5. „Cinderella“, „Manon“ und Historische Ballette

Mariinsky-Festival 2003

München, 26/07/2003

Einziger russischer Beitrag zum modernen Tanz blieb also am 22. Februar die Wiederholung (vgl. Kritik vom 09.03.2002) der „Cinderella“ des St. Petersburger Choreografen Alexej Ratmansky, der mittlerweile der neue Direktor des Moskauer Bolschoi ist. Am 28. Februar wurde auch „Manon“ von Kenneth MacMillan wiederholt (vgl. Kritiken vom 13. und 17.03.2002). In der offenbar kurzfristig reaktivierten Inszenierung mit Swetlana Sacharowa in der Titelrolle konnte man sehen, dass eine Schwalbe allein keinen Frühling macht, zumal Vladimir Malakhov als ihr geplanter Partner ausblieb.

Am 24.02.2003 traten in der „Giselle“ von Coralli/Perrot/Petipa als Gäste vom Londoner Royal Ballet die junge Alina Cojocaru und Johan Kobborg auf, die das Publikum als eines der schönsten Paare des Festivals liebte. Cojocaru, sehr früh berühmt, kehrte ihre Technik nie zum Publikum heraus, zeigte sich aber so virtuos wie Vishneva oder Sacharowa. Kobborg zeigte sich eindrucksvoll als Vertreter der starken dänischen Schule (vgl. Kritik am Aufführungstag).

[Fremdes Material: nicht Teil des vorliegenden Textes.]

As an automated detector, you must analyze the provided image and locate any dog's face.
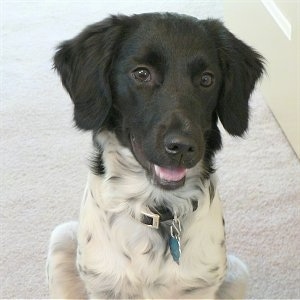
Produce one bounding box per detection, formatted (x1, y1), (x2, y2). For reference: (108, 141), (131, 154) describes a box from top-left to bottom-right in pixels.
(55, 14), (263, 189)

An seinen Auftritt knüpfte sich zwei Tage später eine große Überraschung: Als unter dem Titel „Themes and Variations from the Classical Repertory“ der Pas de deux aus dem „Blumenfest in Genzano“ von August Bournonville gezeigt wurde, glaubte man erst, den vorzeitig zur Abschluss-Gala zurückgekehrten Principal Dancers aus London zu sehen. Doch allmählich wurde klar, dass da kein Stargast, sondern ein junger Russe tanzte, der die Bournonville-Technik souverän beherrschte und sie als Partner der spielfreudigen Jewgenia Obraszowa so überaus präzise und charmant darbot, dass er in diesem achtteiligen Programm zum ersten Mal das für das Mariinsky-Theater charakteristische Synchron-Klatschen auslöste.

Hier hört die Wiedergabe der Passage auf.